Literally loved it. Like…would go back willingly to learn more.
So fucking adorkable.
To: Laura Marano
12:47 AM
Good. No. Not sleepy. Yes. I'll sleep when I'm dead.
He knew she hated it when he was short with her and didn't put effort in to carrying on the discussion. She thought it was "lazy" and "impolite". It especially got her goat when he'd do it after he was the one to initiate the conversation.
Oops.
From: Laura Marano
12:49 AM
Good talk. Night.
He rolled his eyes but had trouble biting back the grin that was beginning to curl at his lips.
To: Laura Marano
12:50 AM
Oh, stop being so dramatic. ;) I'm really not tired. And I don't have to be on set until four tomorrow. These night shoots have got my sleep schedule all wonky. Have you talked to Rydel?
He leaned back on the soft white sheets of the bed in his hotel room, propping an arm behind his head. He was crazy exhausted but she was so worth staying up to talk to. Especially since she was probably about to go on some dorky kick about his Cirquedelean Ribem.
From: Laura Marano
12:54 AM
Oh. Sad face. :( I'm sorry, Ross. I bet all the night filming you guys have been doing has been messing with your Circadian Rhythm. You're body is just so used to forcing itself to be nocturnal that it'll be hard to switch back to nighttime sleeping. Yeah, I called her earlier! SO FREAKING EXCITING ITS HER BIRTHDAY AND SHES LEGAL AHHHH!
Circadian Rhythm, Cirquedelean Ribem. To-may-to, to-mah-to.
He still got the point.
To: Laura Marano
12:56 AM
You are such a dork. And yeah that's probably it. Thanks, Professor Marano. What are you doing up anyway? Don't you got a big day ahead of you tomorrow?
From: Laura Marano
12:59 AM
*Have, Ross. I HAVE a big day ahead of me tomorrow. And Professor Marano is my father. Also it's only 10 here. Although, everyone else in my family is in bed so I guess it's justified of you to think I would be too.
God she was so wordy. He didn't know why he liked it. He just did.
To: Laura Marano
1:00 AM
So why aren't you going to sleep as well?

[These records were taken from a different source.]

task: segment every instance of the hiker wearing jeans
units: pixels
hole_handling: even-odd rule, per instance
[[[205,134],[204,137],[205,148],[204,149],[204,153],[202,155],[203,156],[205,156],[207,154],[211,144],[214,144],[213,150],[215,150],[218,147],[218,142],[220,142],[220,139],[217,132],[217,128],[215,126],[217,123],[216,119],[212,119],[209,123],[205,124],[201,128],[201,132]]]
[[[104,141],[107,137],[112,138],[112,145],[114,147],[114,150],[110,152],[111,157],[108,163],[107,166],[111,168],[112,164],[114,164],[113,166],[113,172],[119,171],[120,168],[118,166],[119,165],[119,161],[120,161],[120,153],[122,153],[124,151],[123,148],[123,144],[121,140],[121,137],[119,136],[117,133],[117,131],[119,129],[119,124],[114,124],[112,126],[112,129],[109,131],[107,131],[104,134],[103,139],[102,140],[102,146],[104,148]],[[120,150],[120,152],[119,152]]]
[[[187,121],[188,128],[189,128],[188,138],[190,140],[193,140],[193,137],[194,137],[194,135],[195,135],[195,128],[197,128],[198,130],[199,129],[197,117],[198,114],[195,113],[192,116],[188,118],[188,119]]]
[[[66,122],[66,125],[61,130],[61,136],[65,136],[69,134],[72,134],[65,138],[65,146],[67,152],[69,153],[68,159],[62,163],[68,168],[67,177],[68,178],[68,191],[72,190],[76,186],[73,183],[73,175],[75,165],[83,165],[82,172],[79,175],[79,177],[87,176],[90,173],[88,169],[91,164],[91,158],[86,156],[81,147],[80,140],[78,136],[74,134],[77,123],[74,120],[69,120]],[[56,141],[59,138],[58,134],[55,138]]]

He always ignored her grammatical corrections. He didn't want to feed her intellectual fire.
From: Laura Marano
1:03 AM
I guess I'm just anxious. I always have a hard time sleeping the night before an awards show. I am just so pumped to see everyone! WOO HOO! :D
Not everyone.
From: Laura Marano
1:03 AM
Well, not everyone… :/
Oh, good. He hadn't completely escaped her mind.
To: Laura Marano
1:04 AM
What? Who won't be there?
So what if he's goading her. Call him manipulative.
From: Laura Marano
1:06 AM
Ross, don't be silly. You know who won't be there…Raini!
Well then. She was tricky. And rude.
From: Laura Marano
1:06 AM
And of course, you. Not that it matters because you'd be sure to ignore me anyway.
He grimaced, scratching his lower stomach distractedly. He was never going to get to live that down. Time to dig into his chest of lies.
To: Laura Marano
1:07 AM
I kept getting pulled to do press stuff! I told you!
He waited a minute and then five. After ten minutes he figured she must've fallen asleep and was settling into his bed for his own blissful escape.
From: Laura Marano
1:20 AM
That's weird. I for sure thought it had something to do with the way you were eye fucking me on the red carpet.